Although it was positive to see an uptick in Australia’s 2021 birth rate data, Dr Charles-Edwards said national fertility was nowhere near where it needed to be.
“The magic number demographers use is replacement fertility, so 2.1 (babies per woman),” she said.
“That’s one for mum, one for dad and a bit extra to offset mortality risk.
“No developed country has been able to maintain that.
“It’s (caused by) a whole raft of things ... We are at school and university for longer, it takes longer to save for a house, we partner later so we have children later and that obviously impacts our overall family size.”
Dr Charles-Edwards, who herself welcomed a second child in 2021, said there was no easy solution to population decline but there needed to be a focus on gender equity.
“It’s about things like allowing women to transition back to the workforce, good childcare subsidies, extended maternity leave, understanding how even the domestic sphere is in terms of distribution of work,” she said.
“Ultimately, if we don’t have replacement fertility, our population will disappear, but that is a couple of hundred years down the track.
“In the immediate term, (the consequence is) fewer workers in relation to dependants.”
For Australians who do choose to grow their families over the coming years, the Federal Government’s new Budget, released on Tuesday, has proposed cheaper child care and increased paid parental leave.

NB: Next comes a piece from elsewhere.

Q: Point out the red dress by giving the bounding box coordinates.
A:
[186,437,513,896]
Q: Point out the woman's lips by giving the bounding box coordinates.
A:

A $4.6bn package promises to cut childcare fees for 96 per cent of families by lifting the maximum child care subsidy rate by up to 90 per cent for families for their first child in care.
Meanwhile, $531.6m has been set aside for an extension of paid parental leave from 18 to 26 weeks, increasing by a fortnight each year until the full 26 weeks is available from mid-2026.
The leave can be shared between both parents, and includes a “use it or lose it” component to encourage both parents to share child caring responsibilities.